Please, Mr. Rosenthal, before you begin your seven-month tirade against the Orioles and their owner, do one of two things: print something positive, or move back to from wherever you came.

Bob Damien, Baltimore

Too much second-guessing

It seems that Sun columnists John Eisenberg and Ken Rosenthal never pass up an opportunity to find fault for a team's embarrassing loss. They always appear able to peer into their hindsighted crystal balls of "wisdom" and find reasons to knock the coach, the players, the league, the athletic director, the general manager, the commissioner, or anyone else, to justify their words of negativity.

Case in point are the columns written by each last week after Maryland's loss to UCLA in the NCAA tournament.

Yes, it was an embarrassing loss in a big game. Yes, it was disappointing to see a team, which had fought back time and time again this season, get buried under an avalanche of three-pointers, put-backs and alley-oops.

However, it has been my experience -- over the course of a lifetime of personal coaching and college officiating -- that these type of games do occur. That is, a good team gets blown out by another good team. Is it a reason to pass blame, find fault or second-guess the losers?

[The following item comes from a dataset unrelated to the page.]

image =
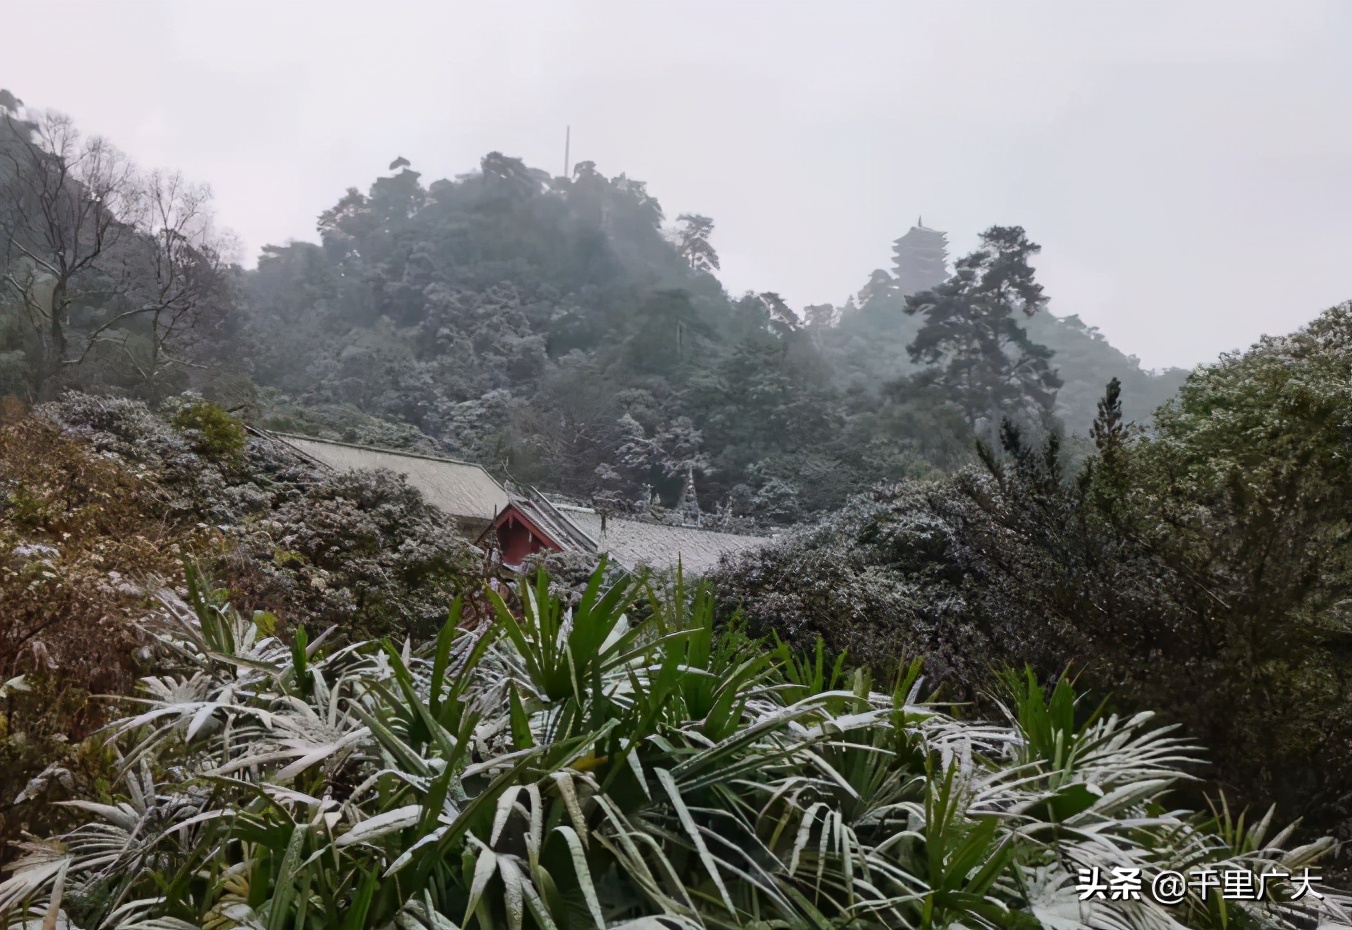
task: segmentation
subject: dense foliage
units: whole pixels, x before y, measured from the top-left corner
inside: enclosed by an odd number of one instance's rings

Certainly not to the extent that these columnists seem prone to do.

Jerry Phipps, Bel Air

Perch problem dates to '60s

This letter is in regard to Maryland's yellow perch regulations.

Before the late 1960s, yellow perch was a stable commercial fishery. Millions of pounds were caught annually. At that time, they were not considered a desired sport fish.

Then, in the late 1960s, it became a sport to catch yellow perch in their traditional spawning headwaters of stream and rivers. Thousands of sport fishermen caught yellow perch with no limit, licenses or restrictions. This was and still is the reason for any yellow perch decline.

The yellow perch stock became so low in the 1980s that commercial fishermen changed gear, as it was not economically feasible to continue this fishery. The Department of Natural Resources later put a five-year ban on yellow perch. After the ban, the DNR opened some rivers, but other rivers are still closed after 15 years of no commercial fishing.

The yellow perch fishery is closed in February and opens in March, which is their spawning month. It would seem to me that hooking the mothers while spawning is not a proper conservation practice.

William Edwards, Wingate

Terps' Edell is a winner

I am confident that Dick Edell of Maryland will surpass Army's Jack Emmer (273 victories) and become the winningest active college lacrosse coach.

I am further confident that Edell will surpass Massachusetts' Dick Garber (300) and become the winningest coach in college lacrosse history.

As a Free Stater and a lacrosse fan, this is certainly something we all should be proud of and hold in high regard.

It seems evident that Coach Edell will become what Red Auerbach was to the Celtics and pro basketball or what Vince Lombardi was to the Packers and the NFL.

Remember this, because I see an ACC and an NCAA championship for the Terps in the near future.